Today is National Autism Awareness Day. April is Autism Awareness month. I am the mother of a 12 year old autistic daughter. Since she was 6 months old we knew "something" wasn't right as she was missing her milestones. At age 6 she was finally diagnosed on the autism spectrum along with an undiagnosed genetic disorder. In our 11 years with her my husband and I have learned a lot yet not much at all. We have gone on this journey leading us to another "world." Many times during the day I try to look at the world from her perspective, wondering what she is thinking, what she'd like to say to me, or what she is feeling. Yesterday we went to church then she decided she wanted me to go with her and ask neighbors if they were willing to donate food to the local food shelf. She and I had a good hour walking door to door collecting canned goods. We arrived home and she asked if she could have a friend over. I had responded with "no" since it was Sunday afternoon. I explained that Sundays are family days. Immediately something "clicked"' in her mind and she became agitated, stressed, aggressive, and physical with me. I found myself running around the house trying to get away from her. Eventually I locked myself in my son's room and listened to her pound on the door screaming at me. Later, when I thought she had settled down, I opened the door only to find her lunging at me with her fists. She attempted many times to scratch, kick, and hit me. I grabbed her and hugged her as tight as I could telling her it was ok and mom was here with her. We soon fell asleep as a result of sheer exhaustion. When I woke up I saw that I was bleeding from a cut on my forehead and I had scratches down my back from her little fingers. When she awoke I looked into her eyes and saw my little girl again. Every day I try to see the world from her perspective. Every day I wish I knew exactly what she was thinking and what she wished she could say. And every day she asks me to tuck her in. And every day I tell her over and over again how much I love her. And every day she teaches me something new, looking at life from a totally different perspective. And every day I am reminded how grateful I am for my daughter because I know I have the best life ever. There are many others that are less fortunate than I so my ring would say "lucky mom."

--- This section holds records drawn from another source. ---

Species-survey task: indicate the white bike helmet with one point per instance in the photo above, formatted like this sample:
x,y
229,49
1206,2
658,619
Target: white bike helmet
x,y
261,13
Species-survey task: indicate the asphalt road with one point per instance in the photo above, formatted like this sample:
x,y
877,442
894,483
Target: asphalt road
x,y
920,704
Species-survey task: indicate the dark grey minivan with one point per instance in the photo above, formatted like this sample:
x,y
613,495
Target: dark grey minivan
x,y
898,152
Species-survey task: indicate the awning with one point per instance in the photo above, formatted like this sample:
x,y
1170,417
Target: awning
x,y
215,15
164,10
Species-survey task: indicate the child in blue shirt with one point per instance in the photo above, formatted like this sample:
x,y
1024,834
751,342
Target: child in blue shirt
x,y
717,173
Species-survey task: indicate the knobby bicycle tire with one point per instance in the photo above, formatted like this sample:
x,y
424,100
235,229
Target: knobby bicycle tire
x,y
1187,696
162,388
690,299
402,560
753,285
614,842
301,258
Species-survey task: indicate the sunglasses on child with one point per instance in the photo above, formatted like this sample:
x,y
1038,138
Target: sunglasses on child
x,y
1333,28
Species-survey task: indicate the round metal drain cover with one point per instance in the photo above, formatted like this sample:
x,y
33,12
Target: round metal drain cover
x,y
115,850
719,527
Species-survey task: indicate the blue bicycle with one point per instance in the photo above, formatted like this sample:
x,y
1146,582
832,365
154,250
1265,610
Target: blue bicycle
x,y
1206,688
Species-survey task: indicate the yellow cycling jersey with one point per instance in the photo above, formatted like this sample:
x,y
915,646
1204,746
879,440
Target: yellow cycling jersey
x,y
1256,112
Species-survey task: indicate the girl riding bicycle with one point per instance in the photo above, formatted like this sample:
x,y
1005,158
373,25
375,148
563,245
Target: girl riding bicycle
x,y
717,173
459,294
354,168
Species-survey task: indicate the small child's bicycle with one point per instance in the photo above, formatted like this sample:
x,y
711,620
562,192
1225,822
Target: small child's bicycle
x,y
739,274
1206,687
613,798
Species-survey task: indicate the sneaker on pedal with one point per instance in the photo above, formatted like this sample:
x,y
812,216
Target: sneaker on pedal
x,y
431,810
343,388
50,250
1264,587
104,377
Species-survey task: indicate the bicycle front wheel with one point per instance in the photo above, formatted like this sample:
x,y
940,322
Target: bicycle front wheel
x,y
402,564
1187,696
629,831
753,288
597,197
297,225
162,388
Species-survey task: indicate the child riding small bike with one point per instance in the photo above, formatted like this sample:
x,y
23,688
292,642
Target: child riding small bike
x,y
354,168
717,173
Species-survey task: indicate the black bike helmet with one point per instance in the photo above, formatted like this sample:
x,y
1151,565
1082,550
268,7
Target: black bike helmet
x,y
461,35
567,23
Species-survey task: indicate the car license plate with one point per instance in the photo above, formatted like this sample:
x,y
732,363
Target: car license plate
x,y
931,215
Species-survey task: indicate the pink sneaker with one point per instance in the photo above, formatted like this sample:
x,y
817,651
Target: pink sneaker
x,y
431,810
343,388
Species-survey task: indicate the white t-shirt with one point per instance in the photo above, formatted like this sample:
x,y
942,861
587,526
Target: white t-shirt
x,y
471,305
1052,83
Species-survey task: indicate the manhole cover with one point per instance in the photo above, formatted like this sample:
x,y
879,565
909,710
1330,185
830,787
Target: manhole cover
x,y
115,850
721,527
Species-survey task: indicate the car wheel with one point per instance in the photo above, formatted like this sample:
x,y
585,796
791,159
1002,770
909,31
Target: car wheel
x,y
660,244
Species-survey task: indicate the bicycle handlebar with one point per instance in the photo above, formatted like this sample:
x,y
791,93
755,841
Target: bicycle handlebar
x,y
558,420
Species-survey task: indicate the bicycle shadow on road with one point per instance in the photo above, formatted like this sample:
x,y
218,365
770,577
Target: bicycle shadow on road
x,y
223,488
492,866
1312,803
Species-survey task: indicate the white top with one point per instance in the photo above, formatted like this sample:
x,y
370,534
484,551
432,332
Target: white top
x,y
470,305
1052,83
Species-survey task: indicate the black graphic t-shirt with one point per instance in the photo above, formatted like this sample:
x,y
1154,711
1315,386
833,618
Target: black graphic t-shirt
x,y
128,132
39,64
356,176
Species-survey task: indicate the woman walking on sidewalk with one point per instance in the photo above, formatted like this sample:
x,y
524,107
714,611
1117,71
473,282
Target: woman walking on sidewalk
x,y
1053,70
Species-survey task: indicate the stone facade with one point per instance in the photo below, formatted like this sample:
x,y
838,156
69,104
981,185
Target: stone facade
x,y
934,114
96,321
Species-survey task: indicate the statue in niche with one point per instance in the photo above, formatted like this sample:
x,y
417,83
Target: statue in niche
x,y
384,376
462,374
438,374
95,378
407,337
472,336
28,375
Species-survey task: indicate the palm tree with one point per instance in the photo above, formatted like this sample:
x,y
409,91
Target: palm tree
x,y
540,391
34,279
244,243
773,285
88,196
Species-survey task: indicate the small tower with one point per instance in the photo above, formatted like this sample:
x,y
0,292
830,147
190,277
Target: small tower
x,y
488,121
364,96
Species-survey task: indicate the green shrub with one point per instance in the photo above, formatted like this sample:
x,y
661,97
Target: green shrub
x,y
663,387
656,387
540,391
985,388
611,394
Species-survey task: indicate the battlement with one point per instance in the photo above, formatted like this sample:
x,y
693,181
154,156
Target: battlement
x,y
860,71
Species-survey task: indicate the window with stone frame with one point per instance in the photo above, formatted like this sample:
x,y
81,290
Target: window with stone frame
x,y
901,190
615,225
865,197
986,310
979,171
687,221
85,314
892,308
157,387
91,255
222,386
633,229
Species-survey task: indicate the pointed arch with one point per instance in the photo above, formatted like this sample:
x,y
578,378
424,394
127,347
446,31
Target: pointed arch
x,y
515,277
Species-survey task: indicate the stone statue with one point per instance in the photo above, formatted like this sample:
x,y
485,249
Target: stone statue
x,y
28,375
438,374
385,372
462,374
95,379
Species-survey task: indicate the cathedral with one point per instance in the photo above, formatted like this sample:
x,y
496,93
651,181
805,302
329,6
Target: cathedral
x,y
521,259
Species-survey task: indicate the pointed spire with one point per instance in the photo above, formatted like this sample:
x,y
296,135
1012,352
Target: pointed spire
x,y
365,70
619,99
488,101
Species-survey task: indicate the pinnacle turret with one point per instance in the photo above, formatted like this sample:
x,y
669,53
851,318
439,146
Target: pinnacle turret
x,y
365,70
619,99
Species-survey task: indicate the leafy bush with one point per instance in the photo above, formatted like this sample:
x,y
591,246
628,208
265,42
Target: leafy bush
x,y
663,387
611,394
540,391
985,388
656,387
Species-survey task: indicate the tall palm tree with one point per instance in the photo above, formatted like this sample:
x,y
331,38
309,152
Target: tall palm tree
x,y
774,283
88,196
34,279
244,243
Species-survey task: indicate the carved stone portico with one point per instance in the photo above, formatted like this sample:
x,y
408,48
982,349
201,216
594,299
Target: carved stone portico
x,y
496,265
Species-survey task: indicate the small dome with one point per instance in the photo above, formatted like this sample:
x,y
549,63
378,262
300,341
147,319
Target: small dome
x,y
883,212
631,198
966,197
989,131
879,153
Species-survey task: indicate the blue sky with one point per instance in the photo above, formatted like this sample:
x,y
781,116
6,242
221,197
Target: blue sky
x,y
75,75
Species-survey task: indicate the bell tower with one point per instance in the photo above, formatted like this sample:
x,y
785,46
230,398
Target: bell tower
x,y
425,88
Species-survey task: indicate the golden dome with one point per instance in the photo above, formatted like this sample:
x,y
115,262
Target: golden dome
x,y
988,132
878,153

Mine was when I was fired from my job last year. At first I was devastated and I felt like a huge failure. I felt like I had let myself and my husband down and we were never going to get out of where I'd put us.

However, I've come to realize that being fired was a gift. I was stuck in that job. I never would have left. It was holding me back. I'm now working a job that stresses me out less, I make more money and I'm back in school.

It was really hard at first but once I changed my perspective things became easier and clearer.

I have had vitiligo since childhood. I spent the majority of my childhood, covering it up with pants and long sleeve shirts. As a freshman in college, it spread to my face. I then covered it up with makeup for two years until it spread so extensively I could no longer hide it.

As a spotted person, people can be very cruel. I endured a lot of rejection, people afraid to touch items I touched, afraid that they'd catch what I had. People were disgusted by the way that I looked. It was a very painful time in my life.

I've never sought out any treatment for my vitiligo and have now lost almost all my natural pigment.

No longer spotted, I look like a very pale person now. People now tell me that I should get a tan (impossible without pigment!). I share my journey with others and encourage them to look beyond the cover. You have no idea the journey one has taken in life until you get to know that person!